If x square + y square of the circle is 25, and the tangent of the circle is taken at the last point m (- 3,4), then the tangent equation is?

Idea: according to the tangent, that is, the distance from the center of the circle to the straight line is d = r = 5, according to the formula of the distance from the point to the straight line, the steps are as follows: let the linear equation y = K (x-3) + 4 ① the center of the circle be (0,0) → d = | - 3K + 4 | / √ (1 + k) d = r = 5 → k = - 3 / 4  y = - 3 / 4 (x-3) + 4

Given the tangent equation of circle x square + y square = 25, passing through point a (4, - 3)
Forget, the main thing is the process

Point a is on the circle, a (4, - 3) is on the tangent, the two-point equation of the tangent is (y + 3) / (x-4) = (Y0 + 3) / (x0-4), ① the center of the circle is O, the OA vector is (4, - 3), the tangent vector is (x0-4, Y0 + 3), and OA is perpendicular to the tangent.
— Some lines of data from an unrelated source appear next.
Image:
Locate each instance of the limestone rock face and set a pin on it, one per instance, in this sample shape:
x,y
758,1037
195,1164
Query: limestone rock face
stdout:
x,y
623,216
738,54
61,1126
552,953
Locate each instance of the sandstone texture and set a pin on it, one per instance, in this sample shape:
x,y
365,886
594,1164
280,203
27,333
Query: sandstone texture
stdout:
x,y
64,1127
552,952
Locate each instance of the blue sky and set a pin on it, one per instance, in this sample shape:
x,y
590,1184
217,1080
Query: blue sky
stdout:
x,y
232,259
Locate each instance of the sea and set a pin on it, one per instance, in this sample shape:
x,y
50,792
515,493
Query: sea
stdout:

Then 4 (x0-4) - 3 (Y0 + 3) = 0, that is, (Y0 + 3) / (x0-4) = 4 / 3, substituting into ①, we get (y + 3) / (x-4) = 4 / 3

Given x + y = 2, find the value of 3 (x + y) - 4x-4y + 5

3（x+y）-4x-4y+5
=3（x+y）-4（x+y）+5
=6-8+5
=3

If x square + y square of the circle is 25, and the tangent of the circle is taken at the last point m (- 3,4), then the tangent equation is?